Whether, comparative of who

Discussion in 'Etymology, History of languages, and Linguistics (EHL)' started by muhahaa, Apr 20, 2013.

  1. muhahaa Member

    In Indo-European languages, "which of the two" ("whether") is usually the comparative of "who" (*kwo-tero-). It is also "kumpi" in Finnish, where "ku-" is the interrogative root and "-mpi" is the comparative suffix.

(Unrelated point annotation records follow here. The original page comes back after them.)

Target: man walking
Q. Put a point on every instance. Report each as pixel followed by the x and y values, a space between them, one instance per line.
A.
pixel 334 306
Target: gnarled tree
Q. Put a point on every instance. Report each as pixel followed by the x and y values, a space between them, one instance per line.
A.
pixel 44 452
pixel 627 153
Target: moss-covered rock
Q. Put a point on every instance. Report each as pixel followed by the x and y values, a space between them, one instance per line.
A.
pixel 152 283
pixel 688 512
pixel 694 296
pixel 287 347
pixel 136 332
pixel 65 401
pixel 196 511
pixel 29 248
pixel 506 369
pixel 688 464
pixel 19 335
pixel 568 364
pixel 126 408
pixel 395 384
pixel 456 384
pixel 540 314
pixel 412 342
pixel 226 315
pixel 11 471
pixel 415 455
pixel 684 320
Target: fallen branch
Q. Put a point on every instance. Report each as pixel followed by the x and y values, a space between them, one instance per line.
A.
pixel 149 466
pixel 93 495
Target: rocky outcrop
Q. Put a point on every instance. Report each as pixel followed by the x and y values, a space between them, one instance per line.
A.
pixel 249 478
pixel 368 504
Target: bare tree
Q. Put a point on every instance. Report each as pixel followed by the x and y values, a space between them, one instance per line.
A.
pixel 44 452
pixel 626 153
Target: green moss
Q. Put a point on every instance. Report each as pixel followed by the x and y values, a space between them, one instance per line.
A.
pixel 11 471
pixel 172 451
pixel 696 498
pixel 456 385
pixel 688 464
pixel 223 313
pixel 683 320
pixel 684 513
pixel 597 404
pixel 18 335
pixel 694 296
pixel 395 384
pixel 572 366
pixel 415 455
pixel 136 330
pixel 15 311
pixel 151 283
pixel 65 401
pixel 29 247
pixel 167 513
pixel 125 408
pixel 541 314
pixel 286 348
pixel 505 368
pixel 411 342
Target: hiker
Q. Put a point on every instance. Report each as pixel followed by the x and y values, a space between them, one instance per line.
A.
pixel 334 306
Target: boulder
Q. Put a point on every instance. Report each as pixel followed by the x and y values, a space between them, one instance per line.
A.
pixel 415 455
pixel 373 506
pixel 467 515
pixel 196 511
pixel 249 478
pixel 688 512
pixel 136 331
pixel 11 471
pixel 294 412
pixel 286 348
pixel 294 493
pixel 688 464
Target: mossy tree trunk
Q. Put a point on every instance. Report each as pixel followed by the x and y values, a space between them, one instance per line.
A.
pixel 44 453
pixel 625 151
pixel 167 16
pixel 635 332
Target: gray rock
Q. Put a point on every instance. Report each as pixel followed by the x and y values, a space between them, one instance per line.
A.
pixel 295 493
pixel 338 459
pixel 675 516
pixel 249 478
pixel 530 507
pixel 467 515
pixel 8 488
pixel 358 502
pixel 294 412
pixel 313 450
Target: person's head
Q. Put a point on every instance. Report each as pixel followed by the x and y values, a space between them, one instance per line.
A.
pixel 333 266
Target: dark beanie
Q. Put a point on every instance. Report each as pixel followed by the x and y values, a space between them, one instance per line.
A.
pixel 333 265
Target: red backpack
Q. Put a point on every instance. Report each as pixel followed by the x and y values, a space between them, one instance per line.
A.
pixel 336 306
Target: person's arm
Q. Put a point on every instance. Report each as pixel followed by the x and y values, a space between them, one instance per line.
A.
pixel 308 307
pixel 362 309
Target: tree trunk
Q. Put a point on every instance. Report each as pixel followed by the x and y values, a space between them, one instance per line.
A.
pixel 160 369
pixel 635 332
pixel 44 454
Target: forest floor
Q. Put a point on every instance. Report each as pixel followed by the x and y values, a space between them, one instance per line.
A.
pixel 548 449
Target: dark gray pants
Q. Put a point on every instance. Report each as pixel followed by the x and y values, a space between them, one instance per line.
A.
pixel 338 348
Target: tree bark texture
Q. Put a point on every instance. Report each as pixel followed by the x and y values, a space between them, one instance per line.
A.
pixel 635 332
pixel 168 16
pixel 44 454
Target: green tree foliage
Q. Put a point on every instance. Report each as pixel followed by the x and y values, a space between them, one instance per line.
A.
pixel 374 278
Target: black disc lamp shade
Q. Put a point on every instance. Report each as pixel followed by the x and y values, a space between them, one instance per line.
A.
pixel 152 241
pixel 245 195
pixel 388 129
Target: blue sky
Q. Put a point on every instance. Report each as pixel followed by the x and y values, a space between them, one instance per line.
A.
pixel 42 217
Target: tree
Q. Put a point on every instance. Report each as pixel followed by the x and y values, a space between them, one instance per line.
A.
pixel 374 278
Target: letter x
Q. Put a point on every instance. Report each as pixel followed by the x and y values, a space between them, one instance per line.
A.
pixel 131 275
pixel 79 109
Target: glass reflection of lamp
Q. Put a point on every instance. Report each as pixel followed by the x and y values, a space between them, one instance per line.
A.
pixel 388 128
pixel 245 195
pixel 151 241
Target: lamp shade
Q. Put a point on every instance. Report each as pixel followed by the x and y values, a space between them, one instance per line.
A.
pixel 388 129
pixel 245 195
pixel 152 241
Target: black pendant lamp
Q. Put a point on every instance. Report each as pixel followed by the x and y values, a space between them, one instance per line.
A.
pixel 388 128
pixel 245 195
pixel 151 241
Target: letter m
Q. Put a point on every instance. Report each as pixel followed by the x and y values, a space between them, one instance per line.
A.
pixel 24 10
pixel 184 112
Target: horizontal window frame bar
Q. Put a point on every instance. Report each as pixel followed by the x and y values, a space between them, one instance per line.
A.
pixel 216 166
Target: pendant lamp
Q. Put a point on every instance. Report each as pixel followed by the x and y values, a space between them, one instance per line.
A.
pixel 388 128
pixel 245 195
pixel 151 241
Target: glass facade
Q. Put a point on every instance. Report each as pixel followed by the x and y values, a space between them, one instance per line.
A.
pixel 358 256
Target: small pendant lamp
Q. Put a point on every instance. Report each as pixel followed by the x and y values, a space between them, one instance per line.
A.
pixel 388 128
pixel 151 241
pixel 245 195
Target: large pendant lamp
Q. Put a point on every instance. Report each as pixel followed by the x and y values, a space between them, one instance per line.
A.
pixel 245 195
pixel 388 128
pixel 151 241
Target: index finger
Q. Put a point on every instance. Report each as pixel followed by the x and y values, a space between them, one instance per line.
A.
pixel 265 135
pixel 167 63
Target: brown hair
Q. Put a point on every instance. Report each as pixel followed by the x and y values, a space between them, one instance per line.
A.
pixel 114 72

Did Finnish calque it from IE languages, and/or is this a more universal phenomenon?
  2. Gavril Senior Member

    English, USA
    Hi muhahaa,

    As I understand it, the suffix -mpi (which now expresses adjective comparison in Finnish) is thought to have originally appeared only in pronominal stems such as kumpi and jompikumpi, since only pronominal uses of this suffix are seen in Mordva and Mari, outside the Finnic and Sámi branches of Uralic.

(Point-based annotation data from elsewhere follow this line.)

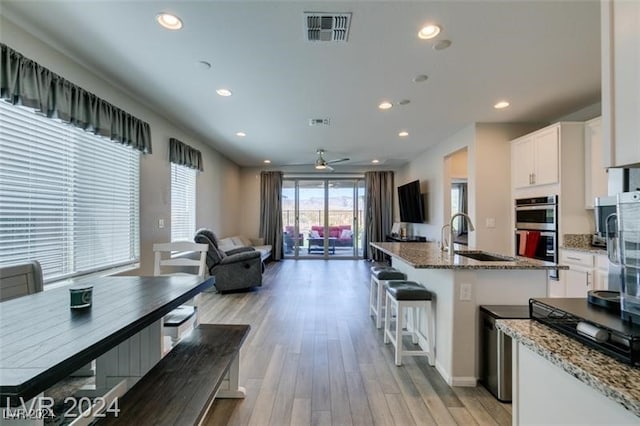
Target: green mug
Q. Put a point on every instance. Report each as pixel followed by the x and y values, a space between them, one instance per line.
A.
pixel 81 297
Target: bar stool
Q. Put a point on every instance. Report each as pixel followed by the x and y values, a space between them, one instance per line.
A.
pixel 409 297
pixel 380 275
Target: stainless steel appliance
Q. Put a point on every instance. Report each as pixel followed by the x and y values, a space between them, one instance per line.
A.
pixel 603 207
pixel 495 351
pixel 592 325
pixel 539 213
pixel 536 233
pixel 623 249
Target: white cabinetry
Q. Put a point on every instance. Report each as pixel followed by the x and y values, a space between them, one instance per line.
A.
pixel 595 175
pixel 620 27
pixel 550 161
pixel 535 158
pixel 587 271
pixel 578 279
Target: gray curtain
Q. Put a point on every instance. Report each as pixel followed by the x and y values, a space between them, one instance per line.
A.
pixel 25 82
pixel 379 188
pixel 271 211
pixel 182 154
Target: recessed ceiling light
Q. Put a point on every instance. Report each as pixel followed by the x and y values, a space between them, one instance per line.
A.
pixel 169 21
pixel 429 31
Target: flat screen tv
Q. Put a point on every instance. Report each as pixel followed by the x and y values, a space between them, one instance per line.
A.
pixel 410 200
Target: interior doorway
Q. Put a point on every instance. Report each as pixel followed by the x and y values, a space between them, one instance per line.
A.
pixel 323 218
pixel 456 193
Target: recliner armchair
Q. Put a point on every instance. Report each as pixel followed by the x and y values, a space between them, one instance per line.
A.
pixel 235 269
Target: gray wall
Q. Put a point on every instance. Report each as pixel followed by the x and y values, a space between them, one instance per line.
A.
pixel 218 205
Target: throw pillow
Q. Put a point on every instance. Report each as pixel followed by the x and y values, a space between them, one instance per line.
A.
pixel 213 254
pixel 245 241
pixel 238 242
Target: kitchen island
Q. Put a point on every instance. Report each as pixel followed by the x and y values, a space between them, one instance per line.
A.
pixel 573 382
pixel 460 286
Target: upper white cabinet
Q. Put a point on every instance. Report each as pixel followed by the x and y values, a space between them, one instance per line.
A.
pixel 595 175
pixel 620 28
pixel 551 161
pixel 535 158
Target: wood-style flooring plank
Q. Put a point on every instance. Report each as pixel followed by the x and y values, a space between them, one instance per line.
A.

    The earlier sense of the suffix was more contrastive (“here”/”there”, “closer”/”further”) than comparative, but it became generalized (in Finnic/Sámi) to other contrasts such as “high”/”low”, “large”/”small”, etc., and from there it came to be used as a general comparative suffix.

    So, I don’t know whether the use of -mpi in kumpi, jompikumpi etc. is due to Indo-European influence, but it does seem to be a fairly old phenomenon in Finnish and related languages.

    Incidentally, the IE suffix *-tero- (as seen in Eng. whether etc.) is also thought to have been more of a contrastive suffix (“as opposed to”) than comparative (“more than”). In some branches of IE (such as Greek), *-tero- has become the regular comparative suffix for adjectives, but the older comparative suffix is thought to be reflected in English -er (bigger, stronger, etc.), Latin -ior, etc.